Week 7
- Andrew DeJonge, Miguel Millan
- Jun 26, 2017
- 2 min read
Goals: 1.) Finish extracting features from the IoTPOT Data set
2.) Find equations/publications for Hierarchical HMMs
3.) Gather information on initializing HMM using statistical processes
4.) Update Abstract/Create new abstracts
5.) Figure out how to reduce features on data sets without the distribution of states
6.) Think more about intent, and how we can model intent with HMMs
-if possible, learn how to find intent based on the data we already have
Monday: Presented our week 6 presentation at the group discussion. Discussed with Coach and Ali about our plans for the rest of the program. Looked into ways to initialize HMMs in Matlab. Finished extracting features from the IoTPOT data set.
Tuesday: Met with Coach over how to better combine data and use a tiered model of HMMs to represent many different types of attacks on IoT. Revised our abstract/worked on making new abstracts. Began working on a new method of combining features and standardizing our data with statistical methods.

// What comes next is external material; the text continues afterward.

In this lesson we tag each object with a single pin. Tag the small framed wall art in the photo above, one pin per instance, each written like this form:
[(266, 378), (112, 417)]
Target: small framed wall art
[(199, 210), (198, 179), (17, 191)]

Wednesday: Finished implementing new statistical method of combining and standardizing feature data in matlab with similar accuracy to the previous method. Began writing a new feature reduction to find the best features of a data set. Looked more into ways to initialize Hidden Markov Models without knowing the distribution of states of the network over time.
Thursday: Worked on our presentation for the weekly discussion, worked on training Hidden Markov Models in Matlab, both with the new combination method and training from the NSL-KDD, then testing on the Kyoto data set. Met with Coach, Aziz, and Ali over our presentation and new Abstracts for papers #2 and #3.
Friday: Wrote new algorithm of optimizing a set of features for Hidden Markov Models with the best accuracy, as well as for feature pruning. Tried using unsupervised learning on the NSL-KDD set to test on the non-training portion of the NSL-KDD set with poor results, and optimized the DDoS data set with the new "alpha" optimization algorithm.